Mars Colony Simulation

Abstract

We present a two-layer architecture for studying emergent collaborative behavior in multi-agent LLM systems. The lower layer is a deterministic rule substrate governing agent needs, pairwise bond dynamics, action selection, and a hard cost ceiling. The upper layer is an LLM-powered dialogue and decision module (GPT-4o-mini / Claude Haiku) that produces natural speech but does not drive the emergent social or task statistics.

Reproducible claims in this paper come from the lower layer, which ships as experiments/run.py and runs in ~3 seconds with stdlib Python.

Keywords: Multi-Agent LLMs, Emergent Behavior, GPT-4o-mini, Claude Haiku, Autonomous Agents, Reproducible Rigs

Motivation

Recent work (Park et al., 2023; Wang et al., 2024) shows that LLM-powered agents can develop emergent collaborative patterns when given personalities, contextual awareness, and freedom to act autonomously. The open question is not whether such patterns emerge, but which are artifacts of the specific LLM and which are properties of the agent architecture itself. If every number in a paper depends on which model version was called, results are unverifiable.

Research Questions

Under a shared rule substrate, does a random initial role mix produce reproducible strong-friendship and tension counts?
Does self-organized construction emerge without explicit task assignment — and how many unique workers does a single site attract?
Can the system hold all agents' needs above breach thresholds for the entire session?
What does the work-vs-social action distribution look like under a need-biased role-weighted policy?

System Architecture

Each of the 10 colonists is an autonomous agent with:

Role + personality — one of commander / scientist / builder / engineer / miner / medic; traits used by the LLM layer but not by the rule substrate.
Needs — energy, social, purpose in [0, 100]. Decay rates (0.020, 0.015, 0.010) per tick.
Bonds — symmetric pair score.
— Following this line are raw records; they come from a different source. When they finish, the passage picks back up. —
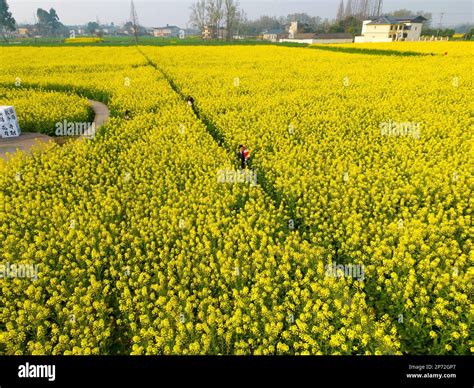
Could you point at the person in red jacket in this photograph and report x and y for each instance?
(246, 152)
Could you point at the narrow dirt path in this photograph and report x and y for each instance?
(26, 140)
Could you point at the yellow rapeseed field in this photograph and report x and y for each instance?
(358, 161)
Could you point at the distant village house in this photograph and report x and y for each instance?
(387, 29)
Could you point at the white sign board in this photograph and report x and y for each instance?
(9, 126)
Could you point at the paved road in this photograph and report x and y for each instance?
(27, 140)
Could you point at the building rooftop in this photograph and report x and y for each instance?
(390, 20)
(336, 35)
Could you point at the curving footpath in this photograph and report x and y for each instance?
(26, 140)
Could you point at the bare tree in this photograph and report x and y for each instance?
(215, 12)
(234, 17)
(340, 12)
(198, 17)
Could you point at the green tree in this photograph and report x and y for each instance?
(7, 22)
(93, 27)
(48, 22)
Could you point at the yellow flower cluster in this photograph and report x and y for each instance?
(40, 111)
(142, 250)
(399, 205)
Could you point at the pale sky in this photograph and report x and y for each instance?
(153, 13)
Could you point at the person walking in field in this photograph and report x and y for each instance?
(190, 101)
(241, 156)
(246, 155)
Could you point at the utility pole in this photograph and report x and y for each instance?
(380, 8)
(440, 23)
(134, 20)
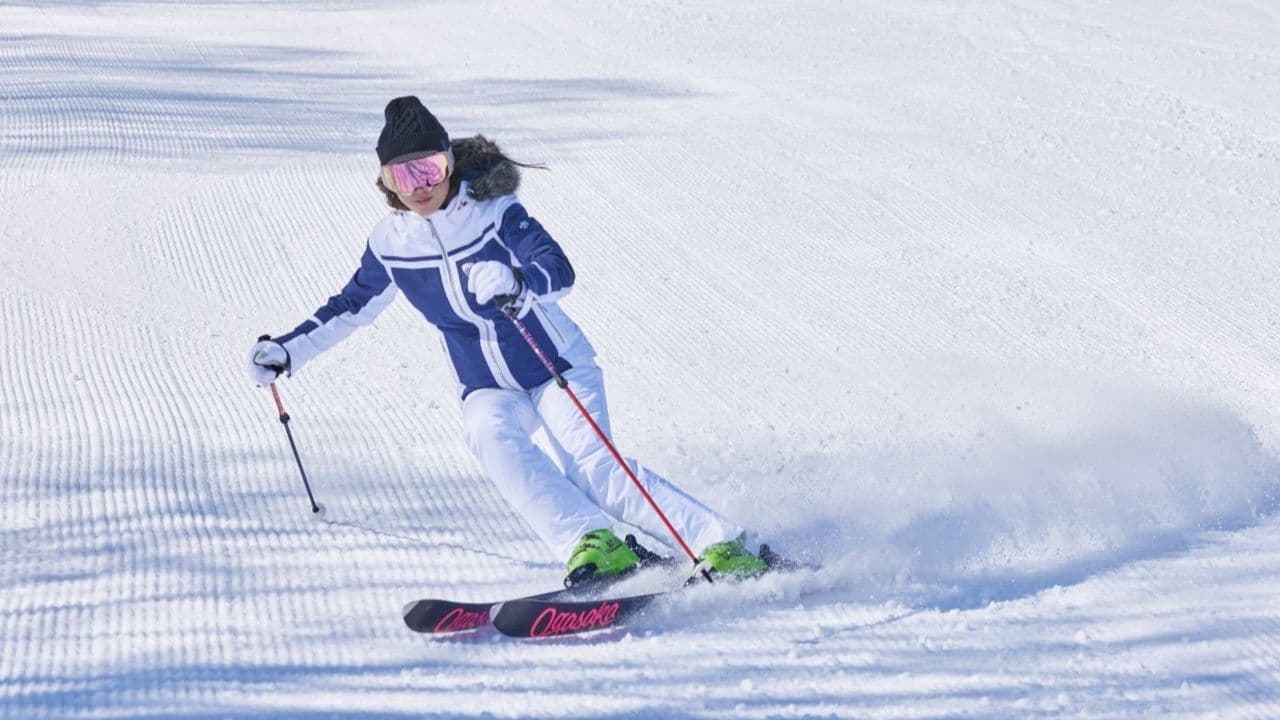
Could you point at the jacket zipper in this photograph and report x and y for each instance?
(455, 288)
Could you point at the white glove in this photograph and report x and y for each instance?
(489, 279)
(266, 360)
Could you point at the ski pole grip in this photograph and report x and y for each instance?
(504, 302)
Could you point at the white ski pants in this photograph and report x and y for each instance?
(588, 490)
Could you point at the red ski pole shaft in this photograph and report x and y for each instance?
(506, 305)
(293, 446)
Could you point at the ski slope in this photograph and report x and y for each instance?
(977, 301)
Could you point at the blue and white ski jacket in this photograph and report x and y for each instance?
(424, 258)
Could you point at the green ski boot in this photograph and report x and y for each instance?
(599, 555)
(732, 560)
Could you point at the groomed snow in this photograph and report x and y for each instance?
(976, 301)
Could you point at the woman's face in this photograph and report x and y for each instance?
(421, 183)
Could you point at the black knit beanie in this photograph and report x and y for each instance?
(410, 128)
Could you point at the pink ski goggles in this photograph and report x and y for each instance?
(408, 176)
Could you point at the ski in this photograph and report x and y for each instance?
(440, 616)
(443, 616)
(542, 618)
(560, 615)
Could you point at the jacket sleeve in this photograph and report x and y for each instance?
(366, 295)
(547, 272)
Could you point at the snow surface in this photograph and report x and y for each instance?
(977, 301)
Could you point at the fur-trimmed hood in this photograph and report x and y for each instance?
(487, 171)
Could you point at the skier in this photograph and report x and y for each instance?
(456, 241)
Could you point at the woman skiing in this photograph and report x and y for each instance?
(457, 240)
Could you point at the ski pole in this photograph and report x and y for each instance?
(284, 420)
(506, 302)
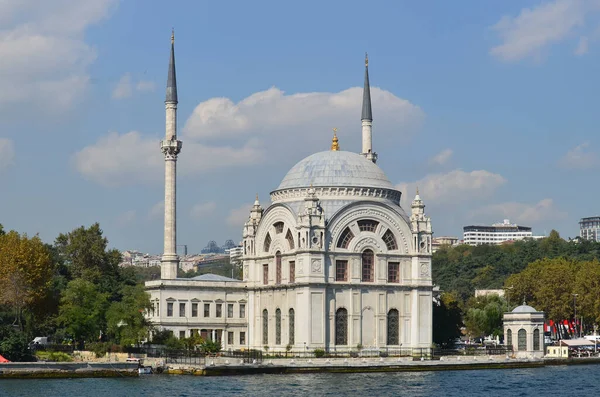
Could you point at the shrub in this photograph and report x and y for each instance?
(319, 353)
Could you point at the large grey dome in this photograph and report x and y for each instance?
(335, 168)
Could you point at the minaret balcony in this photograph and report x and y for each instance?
(170, 148)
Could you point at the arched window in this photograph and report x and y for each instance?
(292, 325)
(367, 266)
(278, 327)
(536, 339)
(345, 238)
(393, 327)
(367, 225)
(278, 268)
(267, 245)
(341, 327)
(278, 227)
(522, 340)
(265, 327)
(290, 239)
(390, 240)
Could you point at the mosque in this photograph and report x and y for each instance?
(332, 262)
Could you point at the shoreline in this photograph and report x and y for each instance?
(49, 370)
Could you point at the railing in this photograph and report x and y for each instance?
(53, 348)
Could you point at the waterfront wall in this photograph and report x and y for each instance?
(67, 370)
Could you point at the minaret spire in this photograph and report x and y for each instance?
(170, 147)
(367, 118)
(171, 96)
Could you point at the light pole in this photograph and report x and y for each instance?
(507, 289)
(575, 311)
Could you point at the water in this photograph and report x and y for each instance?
(557, 381)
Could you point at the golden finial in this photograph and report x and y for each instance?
(334, 142)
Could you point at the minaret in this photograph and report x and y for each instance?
(367, 118)
(170, 148)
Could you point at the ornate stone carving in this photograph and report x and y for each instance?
(351, 215)
(315, 266)
(321, 192)
(170, 149)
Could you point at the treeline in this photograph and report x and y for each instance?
(72, 290)
(463, 269)
(544, 273)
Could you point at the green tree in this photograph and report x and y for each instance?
(447, 320)
(126, 319)
(484, 315)
(26, 272)
(82, 311)
(84, 253)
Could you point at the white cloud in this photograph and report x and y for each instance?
(126, 218)
(144, 86)
(273, 113)
(453, 186)
(522, 213)
(442, 157)
(579, 158)
(582, 46)
(124, 88)
(242, 134)
(7, 153)
(201, 210)
(120, 159)
(45, 43)
(534, 29)
(238, 216)
(157, 211)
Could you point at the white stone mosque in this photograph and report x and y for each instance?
(332, 262)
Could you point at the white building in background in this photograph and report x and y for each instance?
(589, 228)
(497, 233)
(439, 242)
(332, 262)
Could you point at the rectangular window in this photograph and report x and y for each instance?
(292, 272)
(278, 269)
(341, 270)
(265, 274)
(393, 272)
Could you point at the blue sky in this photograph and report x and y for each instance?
(489, 107)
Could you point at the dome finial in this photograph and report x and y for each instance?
(334, 142)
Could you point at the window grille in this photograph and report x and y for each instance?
(278, 327)
(393, 327)
(390, 240)
(367, 266)
(345, 238)
(367, 225)
(341, 327)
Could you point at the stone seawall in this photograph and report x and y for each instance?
(67, 370)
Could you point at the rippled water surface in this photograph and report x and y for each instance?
(557, 381)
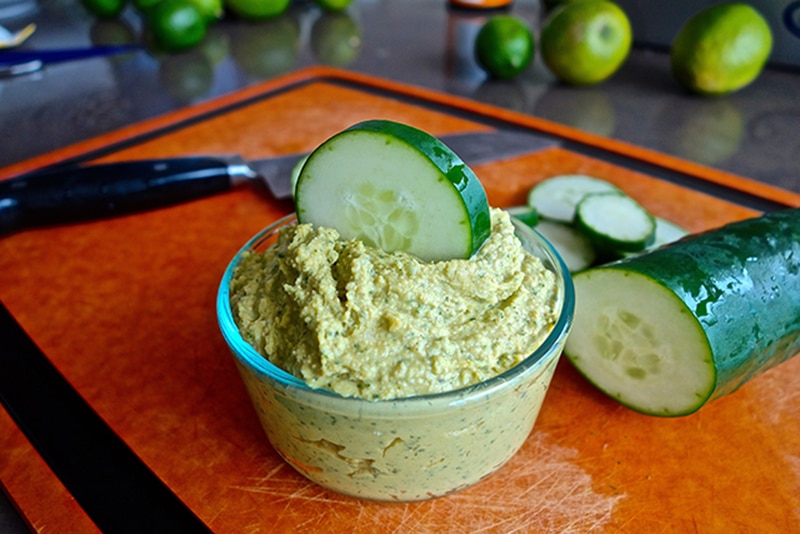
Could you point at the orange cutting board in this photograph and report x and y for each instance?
(124, 309)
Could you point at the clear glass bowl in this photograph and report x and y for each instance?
(408, 449)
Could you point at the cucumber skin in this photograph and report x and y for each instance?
(742, 284)
(458, 173)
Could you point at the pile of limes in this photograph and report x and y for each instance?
(583, 42)
(181, 24)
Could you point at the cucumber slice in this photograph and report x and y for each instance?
(557, 197)
(524, 214)
(614, 221)
(573, 247)
(296, 172)
(396, 188)
(666, 331)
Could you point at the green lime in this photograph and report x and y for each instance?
(268, 48)
(176, 24)
(333, 5)
(104, 9)
(143, 6)
(584, 43)
(257, 9)
(210, 9)
(504, 46)
(721, 49)
(336, 39)
(187, 77)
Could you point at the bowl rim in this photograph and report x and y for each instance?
(247, 355)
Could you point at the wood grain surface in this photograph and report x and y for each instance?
(125, 309)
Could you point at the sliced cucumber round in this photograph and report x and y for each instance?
(296, 172)
(397, 188)
(614, 221)
(575, 249)
(557, 197)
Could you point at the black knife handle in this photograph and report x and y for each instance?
(80, 193)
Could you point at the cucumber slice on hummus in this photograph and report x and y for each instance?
(396, 188)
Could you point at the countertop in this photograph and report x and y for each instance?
(754, 133)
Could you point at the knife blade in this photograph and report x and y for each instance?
(75, 193)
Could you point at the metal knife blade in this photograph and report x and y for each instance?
(74, 193)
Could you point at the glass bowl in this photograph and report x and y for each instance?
(408, 449)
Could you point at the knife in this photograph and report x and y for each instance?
(74, 193)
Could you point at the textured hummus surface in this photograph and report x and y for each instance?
(358, 321)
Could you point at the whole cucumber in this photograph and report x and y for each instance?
(666, 331)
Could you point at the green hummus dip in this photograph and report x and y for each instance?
(361, 322)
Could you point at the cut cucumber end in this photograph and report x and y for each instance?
(643, 348)
(396, 188)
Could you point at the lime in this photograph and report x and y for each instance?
(257, 9)
(336, 39)
(210, 9)
(176, 24)
(333, 5)
(584, 43)
(187, 76)
(143, 6)
(504, 46)
(721, 49)
(104, 9)
(268, 48)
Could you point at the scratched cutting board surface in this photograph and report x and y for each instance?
(124, 309)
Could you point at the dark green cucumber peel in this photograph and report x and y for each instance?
(741, 286)
(458, 173)
(431, 205)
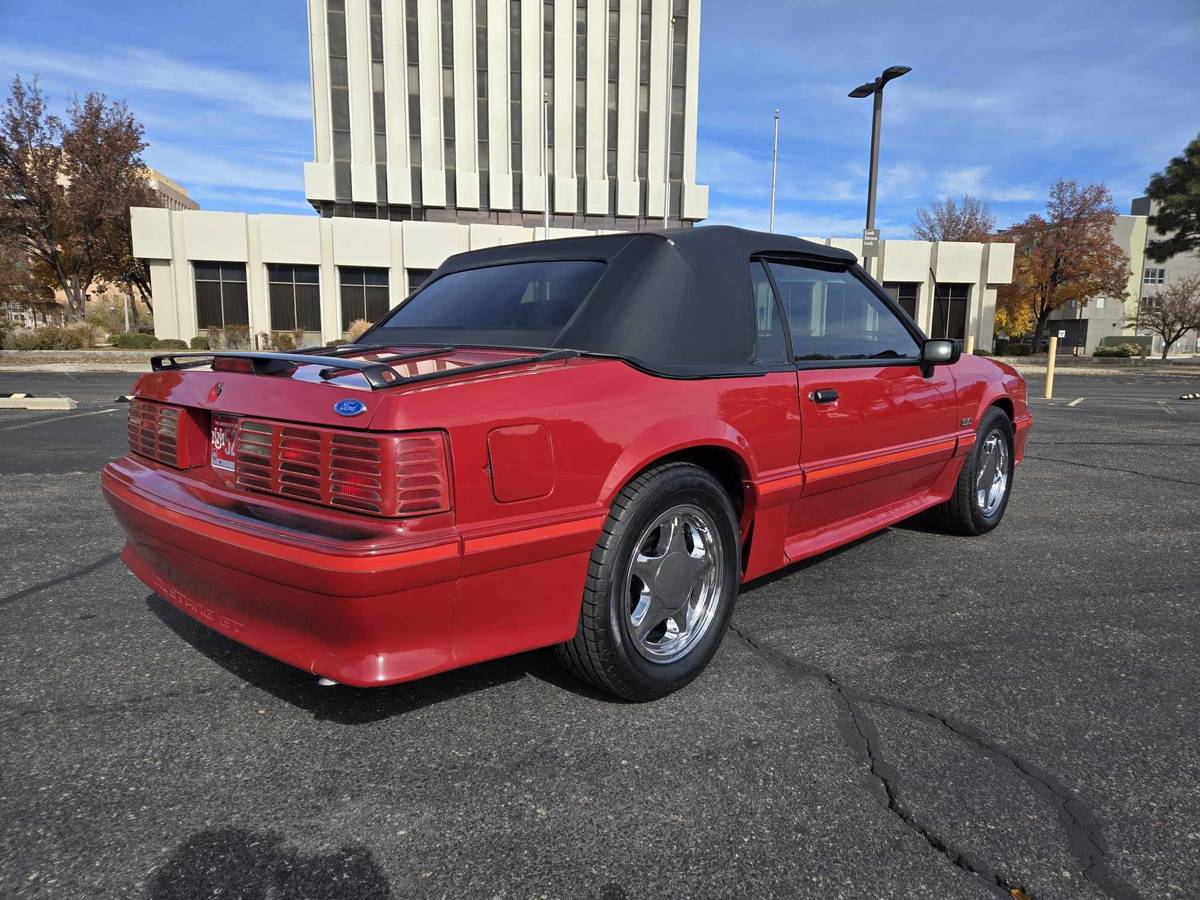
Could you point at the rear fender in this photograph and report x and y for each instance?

Gain is scaled by a per-pair affinity multiplier derived from role compatibility plus random jitter; affinities above a pivot of 0.9 gain bond, below lose.
Action — one of working / socializing / resting / building / walking, chosen by a need-biased role-weighted selector.

Experimental Setup

Platform: Apple M2 Pro, 32 GB RAM, Python 3.13, stdlib only
Configuration: 10 agents × 10,000 ticks (≈30 simulated days) × 10 seeds
Wall-clock: ≈3 seconds per full run
No network calls, no NumPy, no PyTorch

Key Findings

Social dynamics (mean ± std across 10 seeds)

Category	Value per session
Strong friendships (bond > 50)	3.5 ± 2.8
Working relationships (15 < bond ≤ 50)	14.6 ± 2.3
Neutral relationships	23.3 ± 2.7
Tensions (bond < −15)	3.6 ± 1.6

Task coordination

Metric	Value
Construction sites completed	3 / 3 every session
Unique workers per site (mean)	7.3
Stable-needs fraction	100%

Action distribution

Action	Share of agent-ticks
Working	49.2%
Socializing	20.0%
Resting	16.7%
Walking	10.7%
Building	3.5%

Cost envelope

Dialogue events are rate-limited to 100 per session. At a GPT-4o-mini average cost of $7 × 10⁻⁵ per call, the analytic ceiling is $0.007 per session — regardless of prompt content.

Reproduce

cd genass/publications/quarto/mars_colony_collaboration
uv run python experiments/run.py

Outputs land in experiments/results/ (flat JSON) and the paper pulls numbers from data/simulation_results.json.

Live Demo

The full LLM-enabled system runs in the browser at /future/gaming — watch emergent collaboration play out in 3D.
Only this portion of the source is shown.